DHQ: Digital Humanities Quarterly
2020
Volume 14 Number 2
2020 14.2  |  XMLPDFPrint

Remembering Stéfan Sinclair

DHQ editorial team <editors_at_digitalhumanities_dot_org>, Association for Computers and the Humanities

Abstract

An obituary and remembrance of Stéfan Sinclair, one of the founding editorial team for Digital Humanities Quarterly.

Remembering Stéfan Sinclair

With great sadness and affection, the DHQ team remembers Stéfan Sinclair, who passed away on August 6, 2020 after a long illness. Stéfan was a treasured colleague and friend, and his many contributions to the digital humanities community include key tools like Voyant and BonPatron, infrastructure like TAPoR, long-time professional service to the Association for Computers and the Humanities and the Alliance of Digital Humanities Organizations, and good ideas that were never realized, such as a journal devoted to critical tool reviews. A full obituary can be found at the CSDH-SCHN site.

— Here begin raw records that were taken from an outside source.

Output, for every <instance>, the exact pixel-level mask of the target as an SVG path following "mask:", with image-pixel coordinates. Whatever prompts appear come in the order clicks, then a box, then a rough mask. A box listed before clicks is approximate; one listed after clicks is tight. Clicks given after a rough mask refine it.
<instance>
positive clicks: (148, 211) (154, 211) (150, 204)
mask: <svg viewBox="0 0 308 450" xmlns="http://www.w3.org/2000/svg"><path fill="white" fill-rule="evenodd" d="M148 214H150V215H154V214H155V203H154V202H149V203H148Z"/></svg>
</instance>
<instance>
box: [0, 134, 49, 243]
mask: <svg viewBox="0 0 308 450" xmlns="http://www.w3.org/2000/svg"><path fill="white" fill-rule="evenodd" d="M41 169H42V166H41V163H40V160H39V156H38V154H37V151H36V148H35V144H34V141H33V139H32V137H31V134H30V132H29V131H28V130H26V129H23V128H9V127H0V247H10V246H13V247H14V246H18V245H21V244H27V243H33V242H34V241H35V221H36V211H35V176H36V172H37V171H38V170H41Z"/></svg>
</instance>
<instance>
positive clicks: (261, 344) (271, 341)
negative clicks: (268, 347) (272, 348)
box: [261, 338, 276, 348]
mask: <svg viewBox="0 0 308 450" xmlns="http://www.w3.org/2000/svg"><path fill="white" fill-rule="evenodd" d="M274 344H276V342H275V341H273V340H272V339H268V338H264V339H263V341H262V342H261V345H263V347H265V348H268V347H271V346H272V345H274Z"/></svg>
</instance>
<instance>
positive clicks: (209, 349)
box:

                            A photograph of Stéfan Sinclair.
Figure 1. 
Stéfan at the Digital Humanities Summer Institute, University of Victoria, 2010. © 2010 Syd Bauman, available via CC BY-SA 4.0
Stéfan was a member of DHQ’s founding editorial team in 2005, and remained an energetic, thoughtful, and generous contributor to the journal until his death. A review of the journal’s early development discussions shows him by turns supportive, enthusiastic, engaged, ingenious, diplomatic, and deeply hands-on with things as varied as setting up a wiki space, planning out a DHQ blog, providing useful advice on server arrangements, and advising on journal indexing services. He was passionate about multilingualism and encouraged us to be ambitious even long before we had the capacity to act on his ideas. And he was deeply supportive of early career scholars, and eager to engage new voices in DHQ activities. His deeply collaborative scholarship is evident in his various DHQ publications, all of them co-authored: “Introducing DREaM (Distant Reading Early Modernity)”; “Visualizing Theatrical Text: From Watching the Script to the Simulated Environment for Theatre (SET)”; “Designing Data Mining Droplets: New Interface Objects for the Humanities Scholar”; “Tremendous Mechanical Labor: Father Busa’s Algorithm”; and “Anatomy of Tools”, forthcoming in the DHQ special issue on Tools Criticism.
On the whimsical side, Stéfan was a key contributor to DHQ’s April Fool’s Day prank in 2014, in which we substituted Voyant word cloud visualizations for the text of all DHQ articles, and posted an announcement that “DHQ will no longer publish scholarly articles in verbal form. Instead, articles will be processed through Voyant Tools and summarized as a set of visualizations which will be published as a surrogate for the article.” Characteristically, he also anticipated the need to support serious use of DHQ, even on April 1, and devised a clever way to stage the joke and also offer access to the full article text so that no one was inconvenienced by our foolishness.
A screenshot image of a tweet by Stéfan Sinclair, circulating DHQ's April Fool's Day joke on April 1, 2014.
Figure 2. 
Stéfan's tweet on April 1, 2014
Responses from the digital humanities community were satisfyingly irate, and then appreciative. And the experiment also showed how well and how sociably Stéfan had built Voyant: it was wonderfully simple to retrieve the word clouds from the Voyant API and embed them in the DHQ interface.
We will remember Stéfan with deep fondness in all of our future work on DHQ.